All six have pleaded not guilty to charges that they failed to apply for local society registration for the now-disbanded fund that helped Hong Kong pro-democracy protesters pay for their legal fees and medical treatments.
Senior Counsel Robert Pang defended Zen in court and argued on Oct. 31 that imposing “criminal sanctions on the failure to register must be an infringement of freedom of association.”
Pang has also represented Jimmy Lai, a Catholic pro-democracy advocate and former publisher of Hong Kong’s Apple Daily who has been jailed since December 2020 for violating the national security law.

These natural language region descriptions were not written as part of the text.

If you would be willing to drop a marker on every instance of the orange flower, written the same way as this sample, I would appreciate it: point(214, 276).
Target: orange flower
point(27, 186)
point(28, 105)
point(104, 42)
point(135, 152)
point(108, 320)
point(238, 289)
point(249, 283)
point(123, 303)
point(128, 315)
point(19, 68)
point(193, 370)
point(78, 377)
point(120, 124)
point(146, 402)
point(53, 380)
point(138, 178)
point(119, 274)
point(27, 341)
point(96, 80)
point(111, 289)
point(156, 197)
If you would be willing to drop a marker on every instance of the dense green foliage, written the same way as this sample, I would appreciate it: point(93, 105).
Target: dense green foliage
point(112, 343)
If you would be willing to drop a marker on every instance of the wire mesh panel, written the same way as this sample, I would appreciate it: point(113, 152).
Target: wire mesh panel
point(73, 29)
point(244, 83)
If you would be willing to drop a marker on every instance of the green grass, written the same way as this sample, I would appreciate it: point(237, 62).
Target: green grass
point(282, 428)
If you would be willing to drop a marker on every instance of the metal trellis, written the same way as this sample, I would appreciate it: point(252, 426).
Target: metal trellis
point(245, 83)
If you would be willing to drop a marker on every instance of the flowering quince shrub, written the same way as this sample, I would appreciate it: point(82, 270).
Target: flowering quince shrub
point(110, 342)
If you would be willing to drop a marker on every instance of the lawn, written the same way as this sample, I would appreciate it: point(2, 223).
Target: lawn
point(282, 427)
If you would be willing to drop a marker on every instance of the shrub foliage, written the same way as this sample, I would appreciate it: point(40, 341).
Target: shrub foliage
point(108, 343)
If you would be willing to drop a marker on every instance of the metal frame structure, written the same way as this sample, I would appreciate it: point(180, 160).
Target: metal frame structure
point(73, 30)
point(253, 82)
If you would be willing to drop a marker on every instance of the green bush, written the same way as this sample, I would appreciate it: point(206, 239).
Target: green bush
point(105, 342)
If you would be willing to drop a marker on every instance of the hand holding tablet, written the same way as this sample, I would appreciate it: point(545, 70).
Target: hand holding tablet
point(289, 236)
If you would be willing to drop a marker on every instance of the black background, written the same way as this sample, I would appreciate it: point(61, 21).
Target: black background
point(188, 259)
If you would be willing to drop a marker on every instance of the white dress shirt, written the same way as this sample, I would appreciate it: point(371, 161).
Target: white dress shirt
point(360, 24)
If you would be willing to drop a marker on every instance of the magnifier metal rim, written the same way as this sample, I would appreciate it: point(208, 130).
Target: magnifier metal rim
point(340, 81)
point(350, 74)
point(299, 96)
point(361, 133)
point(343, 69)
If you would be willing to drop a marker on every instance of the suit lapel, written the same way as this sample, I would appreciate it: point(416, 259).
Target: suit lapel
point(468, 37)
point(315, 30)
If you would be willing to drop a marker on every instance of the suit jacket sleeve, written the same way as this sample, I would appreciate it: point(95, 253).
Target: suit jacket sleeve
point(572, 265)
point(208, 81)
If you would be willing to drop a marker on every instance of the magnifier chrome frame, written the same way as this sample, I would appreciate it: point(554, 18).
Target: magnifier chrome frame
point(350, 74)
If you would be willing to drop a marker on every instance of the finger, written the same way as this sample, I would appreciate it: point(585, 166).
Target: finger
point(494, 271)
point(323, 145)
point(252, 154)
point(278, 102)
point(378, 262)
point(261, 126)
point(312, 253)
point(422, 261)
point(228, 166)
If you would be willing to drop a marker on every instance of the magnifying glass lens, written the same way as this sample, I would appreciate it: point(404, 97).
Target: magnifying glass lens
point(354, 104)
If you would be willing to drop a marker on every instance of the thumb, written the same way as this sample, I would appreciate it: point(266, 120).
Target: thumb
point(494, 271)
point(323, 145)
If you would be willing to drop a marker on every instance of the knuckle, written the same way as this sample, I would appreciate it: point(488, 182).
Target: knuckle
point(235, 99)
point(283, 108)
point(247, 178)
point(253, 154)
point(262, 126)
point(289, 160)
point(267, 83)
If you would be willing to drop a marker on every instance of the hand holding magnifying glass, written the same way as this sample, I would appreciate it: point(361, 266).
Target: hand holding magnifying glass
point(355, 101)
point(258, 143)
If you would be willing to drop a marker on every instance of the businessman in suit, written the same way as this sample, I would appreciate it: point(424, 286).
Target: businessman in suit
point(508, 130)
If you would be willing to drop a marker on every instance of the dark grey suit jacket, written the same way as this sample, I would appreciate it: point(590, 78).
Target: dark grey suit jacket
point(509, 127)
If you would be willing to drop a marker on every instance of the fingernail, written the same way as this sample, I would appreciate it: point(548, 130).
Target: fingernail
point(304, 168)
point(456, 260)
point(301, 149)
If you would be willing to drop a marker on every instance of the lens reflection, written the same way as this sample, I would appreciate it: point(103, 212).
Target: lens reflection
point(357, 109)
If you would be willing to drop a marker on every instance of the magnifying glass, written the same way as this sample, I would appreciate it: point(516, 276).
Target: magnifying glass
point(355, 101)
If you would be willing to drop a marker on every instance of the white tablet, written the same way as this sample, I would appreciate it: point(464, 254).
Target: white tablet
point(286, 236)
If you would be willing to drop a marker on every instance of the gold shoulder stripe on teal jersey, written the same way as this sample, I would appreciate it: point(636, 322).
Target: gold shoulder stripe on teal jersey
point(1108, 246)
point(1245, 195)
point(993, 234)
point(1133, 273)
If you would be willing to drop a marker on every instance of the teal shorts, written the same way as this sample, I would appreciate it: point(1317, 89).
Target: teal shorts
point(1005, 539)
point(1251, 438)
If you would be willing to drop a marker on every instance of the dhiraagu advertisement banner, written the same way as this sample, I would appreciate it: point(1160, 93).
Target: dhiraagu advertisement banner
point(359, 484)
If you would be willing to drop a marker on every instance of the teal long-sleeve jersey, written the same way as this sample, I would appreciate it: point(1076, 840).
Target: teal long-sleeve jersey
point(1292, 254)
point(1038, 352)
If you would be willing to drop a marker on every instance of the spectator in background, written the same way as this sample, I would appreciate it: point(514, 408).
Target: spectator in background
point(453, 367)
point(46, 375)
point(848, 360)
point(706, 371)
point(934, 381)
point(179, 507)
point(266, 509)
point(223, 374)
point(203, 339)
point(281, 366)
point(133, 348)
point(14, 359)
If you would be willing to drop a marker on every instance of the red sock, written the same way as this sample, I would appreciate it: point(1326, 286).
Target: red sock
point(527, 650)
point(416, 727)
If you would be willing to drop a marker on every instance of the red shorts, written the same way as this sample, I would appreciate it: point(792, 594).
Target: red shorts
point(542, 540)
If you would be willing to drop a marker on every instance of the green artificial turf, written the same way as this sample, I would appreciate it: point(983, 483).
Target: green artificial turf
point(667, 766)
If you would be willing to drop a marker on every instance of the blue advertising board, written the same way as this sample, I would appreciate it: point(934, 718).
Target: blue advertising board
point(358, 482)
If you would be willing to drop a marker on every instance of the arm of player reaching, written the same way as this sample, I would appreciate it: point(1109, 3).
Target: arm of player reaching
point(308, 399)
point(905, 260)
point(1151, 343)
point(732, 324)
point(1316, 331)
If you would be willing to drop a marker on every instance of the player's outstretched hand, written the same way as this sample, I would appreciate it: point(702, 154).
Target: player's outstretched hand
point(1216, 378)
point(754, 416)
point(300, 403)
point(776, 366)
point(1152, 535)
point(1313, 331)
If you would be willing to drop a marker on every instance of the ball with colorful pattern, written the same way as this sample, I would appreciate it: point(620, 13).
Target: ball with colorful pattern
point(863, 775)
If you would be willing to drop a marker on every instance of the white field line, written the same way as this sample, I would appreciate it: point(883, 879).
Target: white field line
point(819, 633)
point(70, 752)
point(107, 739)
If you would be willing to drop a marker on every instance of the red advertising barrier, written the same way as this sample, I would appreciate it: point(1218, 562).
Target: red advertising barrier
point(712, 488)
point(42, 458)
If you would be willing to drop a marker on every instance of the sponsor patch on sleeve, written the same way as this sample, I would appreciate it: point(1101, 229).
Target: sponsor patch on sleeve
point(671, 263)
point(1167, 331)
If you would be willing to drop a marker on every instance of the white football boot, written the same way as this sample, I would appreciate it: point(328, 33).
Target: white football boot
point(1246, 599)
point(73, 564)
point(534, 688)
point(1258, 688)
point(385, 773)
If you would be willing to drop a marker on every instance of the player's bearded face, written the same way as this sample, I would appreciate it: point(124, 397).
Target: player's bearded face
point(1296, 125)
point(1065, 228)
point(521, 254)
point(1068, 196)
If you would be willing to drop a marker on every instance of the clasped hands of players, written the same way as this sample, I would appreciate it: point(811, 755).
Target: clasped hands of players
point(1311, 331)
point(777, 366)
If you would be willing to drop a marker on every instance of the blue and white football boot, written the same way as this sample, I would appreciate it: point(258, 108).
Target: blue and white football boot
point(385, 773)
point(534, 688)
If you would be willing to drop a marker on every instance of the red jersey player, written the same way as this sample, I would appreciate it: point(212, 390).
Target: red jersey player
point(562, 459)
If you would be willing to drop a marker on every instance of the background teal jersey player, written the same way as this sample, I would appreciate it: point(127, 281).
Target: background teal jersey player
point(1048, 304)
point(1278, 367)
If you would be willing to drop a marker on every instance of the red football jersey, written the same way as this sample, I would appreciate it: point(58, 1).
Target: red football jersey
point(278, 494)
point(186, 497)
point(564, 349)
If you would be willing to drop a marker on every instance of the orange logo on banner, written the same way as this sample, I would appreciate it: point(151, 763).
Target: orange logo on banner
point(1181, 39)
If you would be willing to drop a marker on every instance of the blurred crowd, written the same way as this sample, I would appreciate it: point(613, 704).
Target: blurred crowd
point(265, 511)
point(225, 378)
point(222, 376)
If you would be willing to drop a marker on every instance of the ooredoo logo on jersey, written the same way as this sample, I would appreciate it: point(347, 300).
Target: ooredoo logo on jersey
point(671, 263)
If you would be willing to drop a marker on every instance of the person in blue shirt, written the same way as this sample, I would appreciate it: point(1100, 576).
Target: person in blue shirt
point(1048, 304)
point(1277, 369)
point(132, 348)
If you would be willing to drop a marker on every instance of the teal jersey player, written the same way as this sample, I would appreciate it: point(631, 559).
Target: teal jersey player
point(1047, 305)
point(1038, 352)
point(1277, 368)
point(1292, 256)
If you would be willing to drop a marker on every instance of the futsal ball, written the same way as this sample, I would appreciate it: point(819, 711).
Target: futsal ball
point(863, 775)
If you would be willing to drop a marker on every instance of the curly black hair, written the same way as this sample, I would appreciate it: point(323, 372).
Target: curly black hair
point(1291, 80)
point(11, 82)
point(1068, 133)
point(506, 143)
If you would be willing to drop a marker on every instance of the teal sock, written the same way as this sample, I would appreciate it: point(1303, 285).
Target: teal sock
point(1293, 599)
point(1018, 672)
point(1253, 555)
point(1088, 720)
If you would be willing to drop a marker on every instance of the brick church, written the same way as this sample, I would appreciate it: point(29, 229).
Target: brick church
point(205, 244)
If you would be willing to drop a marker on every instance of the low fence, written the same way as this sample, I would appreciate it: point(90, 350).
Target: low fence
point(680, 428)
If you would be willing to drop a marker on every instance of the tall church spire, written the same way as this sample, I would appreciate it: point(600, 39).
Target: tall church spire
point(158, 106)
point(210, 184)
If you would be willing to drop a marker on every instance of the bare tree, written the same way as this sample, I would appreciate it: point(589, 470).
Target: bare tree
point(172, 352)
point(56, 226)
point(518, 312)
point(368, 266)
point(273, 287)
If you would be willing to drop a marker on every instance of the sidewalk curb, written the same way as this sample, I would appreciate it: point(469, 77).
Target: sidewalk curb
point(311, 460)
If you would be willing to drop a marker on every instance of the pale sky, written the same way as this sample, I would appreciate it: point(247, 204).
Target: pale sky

Lai’s trial is scheduled for Dec. 1. Pang told local media that he would file an application on Nov. 18 to halt the trial on the grounds that it would be heard by a panel of three judges instead of a jury, the usual protocol for trials at Hong Kong’s High Court.
In a recent interview, Hong Kong’s current bishop said that the Catholic Church has “not remained idle” in the face of challenges posed by the national security law.
Bishop Stephen Chow Sau-yan, who has led the Diocese of Hong Kong for nearly a year, has remained largely out of the public eye and has chosen not to make any statements since the start of Zen’s trial in September.
Chow said in an interview with a local Jesuit publication that Catholic institutions had increased support for young people who are in jail by providing education and rehabilitation.
According to the South China Morning Post, the Catholic Church runs 224 social and charitable organizations across Hong Kong, as well as 249 educational institutions with 140,000 students.
“The difficulty of the national security law lies in not knowing where the red line is,” Chow said.
“Educators, social workers, and even legal professionals face barriers. Experts and law enforcers might have a different understanding [of the law].”